Creamy Tomato Basil Pasta with Grilled Chicken

Here’s what you’ll need:

Ingredients:

  • 1 pound boneless, skinless chicken breasts
  • Salt and pepper to taste
  • 1 tablespoon olive oil
  • 1/2 onion, diced
  • 2 cloves garlic, minced
  • 1 (28-ounce) can crushed tomatoes
  • 1/2 cup heavy cream
  • 1/4 cup chopped fresh basil
  • 1/2 teaspoon dried oregano
  • 1/4 teaspoon red pepper flakes (optional)
  • 1 pound pasta of your choice
  • Parmesan cheese, for serving

Instructions:

  1. Preheat grill to medium-high heat. Season chicken breasts with salt and pepper.

  2. Heat olive oil in a large skillet over medium heat. Add onion and cook until softened, about 5 minutes. Add garlic and cook for 30 seconds more.

  3. Stir in crushed tomatoes, heavy cream, basil, oregano, and red pepper flakes (if using). Bring to a simmer and cook for 5 minutes.

  4. Meanwhile, grill chicken breasts for 5-7 minutes per side, or until cooked through.

  5. Cook pasta according to package directions.

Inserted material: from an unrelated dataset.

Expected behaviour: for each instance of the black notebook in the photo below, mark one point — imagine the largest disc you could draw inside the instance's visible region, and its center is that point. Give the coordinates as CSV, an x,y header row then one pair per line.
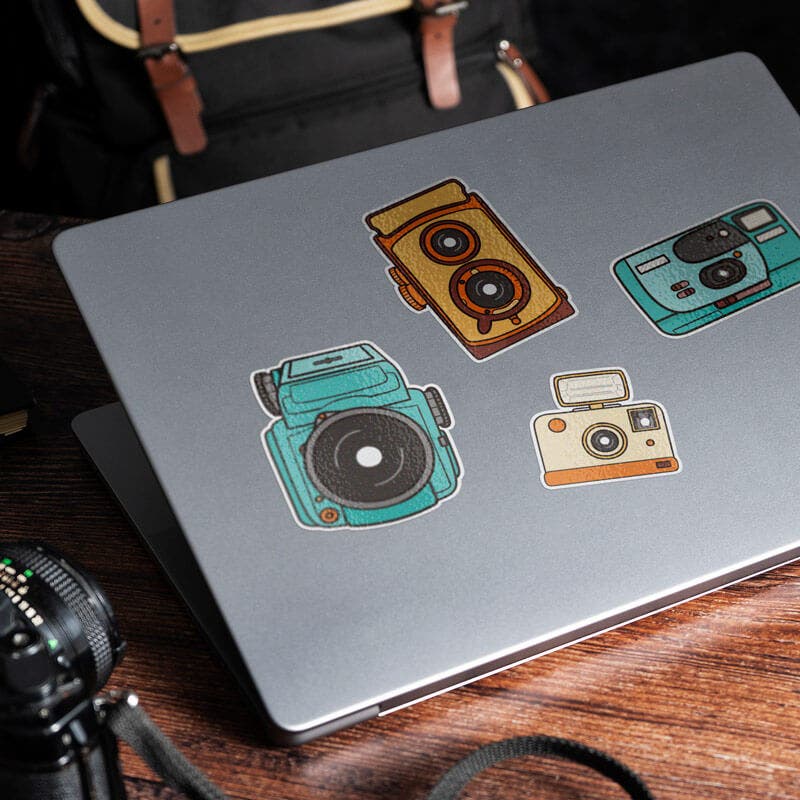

  6. To serve, drain pasta and toss with the tomato sauce. Top with grilled chicken breasts and sprinkle with Parmesan cheese.

Tips:

  • For a richer flavor, you can use sun-dried tomatoes in place of the crushed tomatoes.
  • If you don’t have fresh basil, you can use 1 tablespoon of dried basil.
  • To make this dish gluten-free, use gluten-free pasta.
  • Leftovers can be stored in an airtight container in the refrigerator for up to 3 days.

Variations:

  • Add your favorite vegetables to the sauce, such as spinach, mushrooms, or zucchini.
  • Use shrimp or salmon instead of chicken.
  • For a vegetarian option, omit the chicken and add grilled vegetables or tofu.

I hope you enjoy this delicious and easy recipe!